About a year and a half ago my friend beckoned me to come over to his apartment- he had to show me something. I walked into the door, and was instantly blinded by an array of wondrous colors. The combinations of colors stunned me for a few moments before I was able to regain my eyesight. When my pupils readjusted themselves, I realized I was in the presence of the greatest array of Hawaiian shirts that had ever been assembled this side of the hemisphere. I stumbled around in awe of what I saw. My buddy Kyler told me how he attained over 50 Hawaiian shirts that day. A mutual friend of ours had all of them stuffed into his trunk for a while, and when he saw Kyler he asked if he wanted to buy the lot for 25 bucks. Kyler, being a man of opportunity, jumped on the deal and brought them home. I begged him to let me take three home if he would be so kind. He silently nodded with a sense of pride knowing he was a part of a significant change of course in my life. I scoured the floor where they were strewn, and found the three loves of my life. I clutched them as a mother would with her newborn baby, and drove well over the speed limit home to show my wife what I had gotten. Little did I know that would start a spiral that some say is downward, and others say is an upward trajectory that shall never come down.

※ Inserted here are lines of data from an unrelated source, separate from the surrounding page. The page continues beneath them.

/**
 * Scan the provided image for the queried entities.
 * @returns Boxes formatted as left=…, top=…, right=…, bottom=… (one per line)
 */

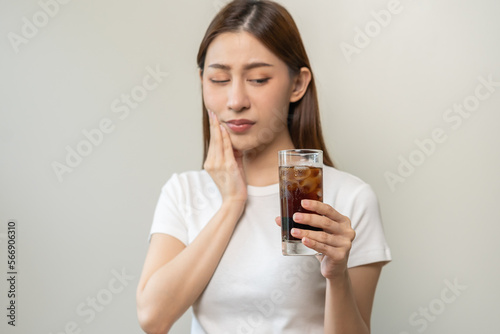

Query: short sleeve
left=149, top=174, right=188, bottom=245
left=347, top=184, right=392, bottom=268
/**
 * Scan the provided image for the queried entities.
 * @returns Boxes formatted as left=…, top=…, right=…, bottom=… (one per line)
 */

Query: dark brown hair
left=197, top=0, right=333, bottom=167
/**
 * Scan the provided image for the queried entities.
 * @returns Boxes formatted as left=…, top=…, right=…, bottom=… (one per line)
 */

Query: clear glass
left=278, top=149, right=323, bottom=255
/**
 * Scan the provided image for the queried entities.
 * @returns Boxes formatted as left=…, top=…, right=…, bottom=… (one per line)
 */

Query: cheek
left=202, top=84, right=226, bottom=111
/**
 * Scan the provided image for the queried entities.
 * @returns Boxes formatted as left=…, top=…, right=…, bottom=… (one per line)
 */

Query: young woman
left=137, top=0, right=391, bottom=334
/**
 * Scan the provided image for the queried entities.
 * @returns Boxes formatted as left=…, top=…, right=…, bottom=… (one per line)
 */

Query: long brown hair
left=197, top=0, right=333, bottom=167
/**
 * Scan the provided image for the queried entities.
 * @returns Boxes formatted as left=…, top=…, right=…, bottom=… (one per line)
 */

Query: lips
left=225, top=119, right=255, bottom=133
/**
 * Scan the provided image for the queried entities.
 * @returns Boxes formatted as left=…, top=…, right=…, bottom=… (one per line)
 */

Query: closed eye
left=210, top=79, right=229, bottom=83
left=249, top=78, right=271, bottom=85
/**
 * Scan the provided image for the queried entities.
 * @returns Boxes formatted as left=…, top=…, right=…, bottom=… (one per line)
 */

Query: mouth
left=225, top=119, right=255, bottom=133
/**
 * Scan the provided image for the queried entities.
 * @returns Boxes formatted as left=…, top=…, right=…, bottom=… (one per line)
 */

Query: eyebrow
left=208, top=62, right=273, bottom=71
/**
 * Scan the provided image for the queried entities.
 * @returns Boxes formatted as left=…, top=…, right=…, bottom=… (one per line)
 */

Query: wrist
left=221, top=198, right=246, bottom=215
left=326, top=268, right=350, bottom=287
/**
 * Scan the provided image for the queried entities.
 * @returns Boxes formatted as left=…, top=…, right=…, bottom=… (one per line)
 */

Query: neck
left=243, top=131, right=294, bottom=187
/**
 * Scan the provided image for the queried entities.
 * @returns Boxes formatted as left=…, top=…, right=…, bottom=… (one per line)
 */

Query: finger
left=210, top=111, right=224, bottom=165
left=302, top=238, right=346, bottom=262
left=293, top=212, right=344, bottom=234
left=301, top=199, right=347, bottom=223
left=219, top=125, right=236, bottom=163
left=291, top=228, right=351, bottom=249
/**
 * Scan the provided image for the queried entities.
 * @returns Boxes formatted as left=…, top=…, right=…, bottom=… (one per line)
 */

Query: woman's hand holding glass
left=203, top=110, right=247, bottom=203
left=276, top=200, right=356, bottom=279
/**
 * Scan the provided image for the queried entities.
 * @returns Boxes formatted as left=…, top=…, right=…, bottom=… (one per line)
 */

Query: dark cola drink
left=279, top=150, right=323, bottom=255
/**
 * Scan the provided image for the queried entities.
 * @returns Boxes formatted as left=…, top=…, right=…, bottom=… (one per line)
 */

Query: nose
left=227, top=80, right=250, bottom=112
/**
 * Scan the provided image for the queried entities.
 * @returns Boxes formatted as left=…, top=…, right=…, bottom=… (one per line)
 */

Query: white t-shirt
left=150, top=166, right=391, bottom=334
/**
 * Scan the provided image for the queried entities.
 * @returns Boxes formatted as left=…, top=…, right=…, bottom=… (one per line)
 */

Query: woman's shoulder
left=323, top=166, right=370, bottom=193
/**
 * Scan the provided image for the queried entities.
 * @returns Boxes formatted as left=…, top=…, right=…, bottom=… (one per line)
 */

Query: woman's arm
left=286, top=200, right=383, bottom=334
left=137, top=112, right=247, bottom=334
left=137, top=203, right=243, bottom=334
left=325, top=262, right=383, bottom=334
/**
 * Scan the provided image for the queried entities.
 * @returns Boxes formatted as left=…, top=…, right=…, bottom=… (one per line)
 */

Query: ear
left=290, top=67, right=311, bottom=102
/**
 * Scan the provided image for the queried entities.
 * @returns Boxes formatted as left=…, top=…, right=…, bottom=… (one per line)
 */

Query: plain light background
left=0, top=0, right=500, bottom=334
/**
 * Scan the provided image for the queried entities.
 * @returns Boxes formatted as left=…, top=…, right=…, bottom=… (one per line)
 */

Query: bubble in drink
left=279, top=166, right=323, bottom=241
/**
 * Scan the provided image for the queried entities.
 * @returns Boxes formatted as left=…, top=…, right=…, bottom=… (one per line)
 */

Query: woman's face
left=201, top=32, right=296, bottom=151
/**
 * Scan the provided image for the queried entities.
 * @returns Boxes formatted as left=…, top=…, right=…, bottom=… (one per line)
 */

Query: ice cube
left=293, top=166, right=311, bottom=180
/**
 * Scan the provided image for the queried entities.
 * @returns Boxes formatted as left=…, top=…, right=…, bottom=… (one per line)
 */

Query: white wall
left=0, top=0, right=500, bottom=334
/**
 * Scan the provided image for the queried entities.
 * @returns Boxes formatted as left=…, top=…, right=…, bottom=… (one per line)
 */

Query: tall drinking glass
left=278, top=149, right=323, bottom=255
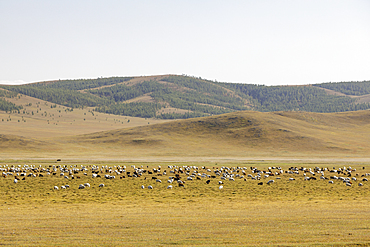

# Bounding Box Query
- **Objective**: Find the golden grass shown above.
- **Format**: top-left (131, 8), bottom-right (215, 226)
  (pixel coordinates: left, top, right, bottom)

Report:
top-left (0, 95), bottom-right (171, 139)
top-left (0, 163), bottom-right (370, 246)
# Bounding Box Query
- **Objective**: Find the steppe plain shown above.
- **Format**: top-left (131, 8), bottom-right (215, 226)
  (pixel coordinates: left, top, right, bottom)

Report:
top-left (0, 96), bottom-right (370, 246)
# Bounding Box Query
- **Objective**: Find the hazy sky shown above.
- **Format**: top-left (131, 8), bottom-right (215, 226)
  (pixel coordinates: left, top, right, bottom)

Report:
top-left (0, 0), bottom-right (370, 85)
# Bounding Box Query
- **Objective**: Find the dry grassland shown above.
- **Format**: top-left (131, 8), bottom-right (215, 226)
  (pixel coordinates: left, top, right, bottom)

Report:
top-left (0, 163), bottom-right (370, 246)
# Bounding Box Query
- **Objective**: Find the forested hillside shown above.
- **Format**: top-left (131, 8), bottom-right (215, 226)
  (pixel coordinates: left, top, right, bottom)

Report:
top-left (315, 81), bottom-right (370, 96)
top-left (0, 75), bottom-right (370, 119)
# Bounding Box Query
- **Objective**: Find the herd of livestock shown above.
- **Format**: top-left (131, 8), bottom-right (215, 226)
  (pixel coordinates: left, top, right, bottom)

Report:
top-left (0, 164), bottom-right (370, 190)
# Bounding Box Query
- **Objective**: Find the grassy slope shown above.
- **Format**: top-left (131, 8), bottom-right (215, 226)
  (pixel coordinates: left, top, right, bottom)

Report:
top-left (0, 103), bottom-right (370, 160)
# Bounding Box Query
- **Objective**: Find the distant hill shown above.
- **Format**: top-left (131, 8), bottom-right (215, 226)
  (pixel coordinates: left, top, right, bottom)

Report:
top-left (0, 75), bottom-right (370, 119)
top-left (0, 111), bottom-right (370, 160)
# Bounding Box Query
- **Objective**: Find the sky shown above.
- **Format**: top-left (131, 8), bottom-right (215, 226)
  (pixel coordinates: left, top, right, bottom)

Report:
top-left (0, 0), bottom-right (370, 85)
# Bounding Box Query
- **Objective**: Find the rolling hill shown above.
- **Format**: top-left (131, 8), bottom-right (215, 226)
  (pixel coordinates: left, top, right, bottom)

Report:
top-left (0, 75), bottom-right (370, 119)
top-left (2, 108), bottom-right (370, 160)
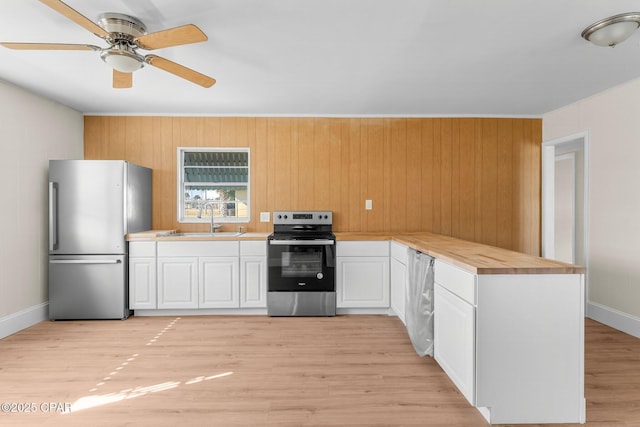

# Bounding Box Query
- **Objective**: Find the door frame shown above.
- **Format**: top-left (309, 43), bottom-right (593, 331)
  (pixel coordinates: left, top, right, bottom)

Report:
top-left (541, 131), bottom-right (589, 270)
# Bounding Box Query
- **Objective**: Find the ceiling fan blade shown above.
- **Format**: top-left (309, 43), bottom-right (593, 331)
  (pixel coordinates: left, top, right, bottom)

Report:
top-left (134, 24), bottom-right (209, 50)
top-left (40, 0), bottom-right (111, 39)
top-left (0, 42), bottom-right (100, 50)
top-left (144, 55), bottom-right (216, 87)
top-left (113, 70), bottom-right (133, 89)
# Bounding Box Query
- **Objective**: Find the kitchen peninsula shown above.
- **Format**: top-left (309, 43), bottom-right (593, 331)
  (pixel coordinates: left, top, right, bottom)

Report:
top-left (129, 232), bottom-right (585, 424)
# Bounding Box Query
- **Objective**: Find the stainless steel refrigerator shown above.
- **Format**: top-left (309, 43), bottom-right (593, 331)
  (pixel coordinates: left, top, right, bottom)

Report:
top-left (49, 160), bottom-right (151, 320)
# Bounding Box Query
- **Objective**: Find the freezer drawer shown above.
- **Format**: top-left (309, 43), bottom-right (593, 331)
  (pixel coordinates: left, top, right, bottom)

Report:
top-left (49, 255), bottom-right (129, 320)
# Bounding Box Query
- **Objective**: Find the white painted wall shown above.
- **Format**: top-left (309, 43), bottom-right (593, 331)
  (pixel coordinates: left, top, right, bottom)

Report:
top-left (543, 79), bottom-right (640, 336)
top-left (0, 81), bottom-right (84, 338)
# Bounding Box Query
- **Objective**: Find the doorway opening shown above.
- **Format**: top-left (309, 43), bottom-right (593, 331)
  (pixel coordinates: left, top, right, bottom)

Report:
top-left (542, 132), bottom-right (589, 270)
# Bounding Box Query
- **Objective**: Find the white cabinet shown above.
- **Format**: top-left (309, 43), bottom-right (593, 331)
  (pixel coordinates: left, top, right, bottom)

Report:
top-left (158, 257), bottom-right (198, 308)
top-left (433, 260), bottom-right (476, 405)
top-left (433, 283), bottom-right (476, 405)
top-left (158, 241), bottom-right (240, 309)
top-left (336, 241), bottom-right (389, 308)
top-left (129, 242), bottom-right (157, 310)
top-left (434, 259), bottom-right (586, 424)
top-left (198, 257), bottom-right (240, 308)
top-left (389, 242), bottom-right (408, 324)
top-left (240, 241), bottom-right (267, 308)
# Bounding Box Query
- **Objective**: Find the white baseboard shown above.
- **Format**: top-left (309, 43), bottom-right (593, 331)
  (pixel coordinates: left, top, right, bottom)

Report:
top-left (587, 302), bottom-right (640, 338)
top-left (0, 302), bottom-right (49, 339)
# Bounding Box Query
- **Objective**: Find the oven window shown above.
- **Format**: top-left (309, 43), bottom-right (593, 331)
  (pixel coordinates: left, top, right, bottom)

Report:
top-left (282, 248), bottom-right (322, 277)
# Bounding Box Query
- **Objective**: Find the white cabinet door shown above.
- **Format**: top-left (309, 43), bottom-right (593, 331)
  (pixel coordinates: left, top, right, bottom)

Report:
top-left (391, 258), bottom-right (407, 324)
top-left (158, 257), bottom-right (198, 308)
top-left (336, 256), bottom-right (389, 308)
top-left (434, 283), bottom-right (476, 405)
top-left (240, 256), bottom-right (267, 308)
top-left (198, 257), bottom-right (240, 308)
top-left (129, 257), bottom-right (157, 310)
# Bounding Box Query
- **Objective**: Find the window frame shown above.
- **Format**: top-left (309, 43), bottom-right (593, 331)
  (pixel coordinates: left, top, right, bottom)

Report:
top-left (176, 147), bottom-right (251, 224)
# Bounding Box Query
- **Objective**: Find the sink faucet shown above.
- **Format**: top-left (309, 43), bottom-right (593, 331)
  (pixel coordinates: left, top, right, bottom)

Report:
top-left (202, 202), bottom-right (222, 233)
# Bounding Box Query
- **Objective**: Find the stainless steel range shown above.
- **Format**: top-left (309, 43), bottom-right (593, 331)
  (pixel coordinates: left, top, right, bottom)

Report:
top-left (267, 211), bottom-right (336, 316)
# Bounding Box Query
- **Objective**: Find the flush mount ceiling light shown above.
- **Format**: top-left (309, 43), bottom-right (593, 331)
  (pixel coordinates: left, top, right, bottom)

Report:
top-left (582, 12), bottom-right (640, 47)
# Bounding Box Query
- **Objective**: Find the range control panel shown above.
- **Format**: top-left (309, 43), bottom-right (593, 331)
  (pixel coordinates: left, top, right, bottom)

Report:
top-left (273, 211), bottom-right (332, 225)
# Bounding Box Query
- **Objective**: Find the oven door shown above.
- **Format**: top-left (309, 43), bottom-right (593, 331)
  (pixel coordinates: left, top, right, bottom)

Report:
top-left (268, 239), bottom-right (336, 292)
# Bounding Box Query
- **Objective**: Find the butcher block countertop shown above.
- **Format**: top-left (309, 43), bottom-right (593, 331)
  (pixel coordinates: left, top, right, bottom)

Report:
top-left (127, 230), bottom-right (586, 274)
top-left (126, 230), bottom-right (270, 242)
top-left (336, 232), bottom-right (586, 274)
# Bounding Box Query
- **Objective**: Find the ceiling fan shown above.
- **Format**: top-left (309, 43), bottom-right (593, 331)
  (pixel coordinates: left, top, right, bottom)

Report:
top-left (0, 0), bottom-right (216, 88)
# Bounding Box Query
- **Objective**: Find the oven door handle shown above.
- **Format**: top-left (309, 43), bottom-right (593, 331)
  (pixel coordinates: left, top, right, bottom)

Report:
top-left (269, 239), bottom-right (335, 246)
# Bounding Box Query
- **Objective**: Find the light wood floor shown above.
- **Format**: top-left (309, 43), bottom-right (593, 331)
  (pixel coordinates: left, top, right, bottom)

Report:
top-left (0, 316), bottom-right (640, 427)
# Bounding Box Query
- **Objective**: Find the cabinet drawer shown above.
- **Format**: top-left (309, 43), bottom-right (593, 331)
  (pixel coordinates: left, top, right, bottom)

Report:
top-left (434, 259), bottom-right (476, 305)
top-left (129, 242), bottom-right (156, 258)
top-left (158, 241), bottom-right (240, 257)
top-left (240, 241), bottom-right (267, 256)
top-left (336, 240), bottom-right (389, 256)
top-left (390, 242), bottom-right (407, 265)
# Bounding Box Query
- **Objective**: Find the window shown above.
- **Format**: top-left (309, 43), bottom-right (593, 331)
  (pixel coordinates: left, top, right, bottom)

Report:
top-left (178, 147), bottom-right (249, 222)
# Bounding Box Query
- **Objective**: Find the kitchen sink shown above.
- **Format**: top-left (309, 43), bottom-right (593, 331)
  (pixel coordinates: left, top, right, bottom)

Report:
top-left (168, 231), bottom-right (244, 237)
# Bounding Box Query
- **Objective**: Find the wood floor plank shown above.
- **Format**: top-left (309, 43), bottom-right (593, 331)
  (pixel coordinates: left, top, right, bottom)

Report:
top-left (0, 316), bottom-right (640, 427)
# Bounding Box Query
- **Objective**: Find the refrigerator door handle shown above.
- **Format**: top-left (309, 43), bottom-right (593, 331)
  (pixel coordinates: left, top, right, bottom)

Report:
top-left (49, 182), bottom-right (58, 251)
top-left (49, 259), bottom-right (122, 264)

At that moment a tear happened in the space-time continuum, causing me to change the course that is my life in such a violent manner that all those around me would be greatly affected. At that moment I embraced being an old man. The moment my first silky, breezy Hawaiian shirt became draped over my shoulders a change started to happen. My desires changed. I started to golf as often as I could, and I would wear golf shirts because I wanted to not because I was going to go golf. My Sperry’s became attached to my feet in an odd symbiotic relationship. One moment I would be talking to my wife, and in an instant I’d have a whiskey on the rocks with a cigar in my mouth. Whenever I surfed, my beard would turn a gorgeous white, and I would shred waves like a man who was possessed by the spirit of Poseidon. My ability to recall life being much harder when I was younger grew sharper by the day, and my passion for telling stories grew. My basketball game morphed from that of an under developed 12 year old into a weathered veteran who had a shot as smooth as Michael Jordan’s bald dome. My food preferences shocked those around me when they realized I now like my steak rare, and my beer light. I could pull a compound bow, and hit a target hundreds of yards away without so much of a glance in the general direction of where I was shooting. It didn’t matter that I had tattoos, or that I still wore Vans. I was going to take them, and rock them as an old man would. All this had happened, and there was little if anything I could do. I was at peace with it, and now as I finish this column, I say to you proudly, and with no remorse- I am an old man.
P.S. Pray for my dear wife; she needs as much help as she can get.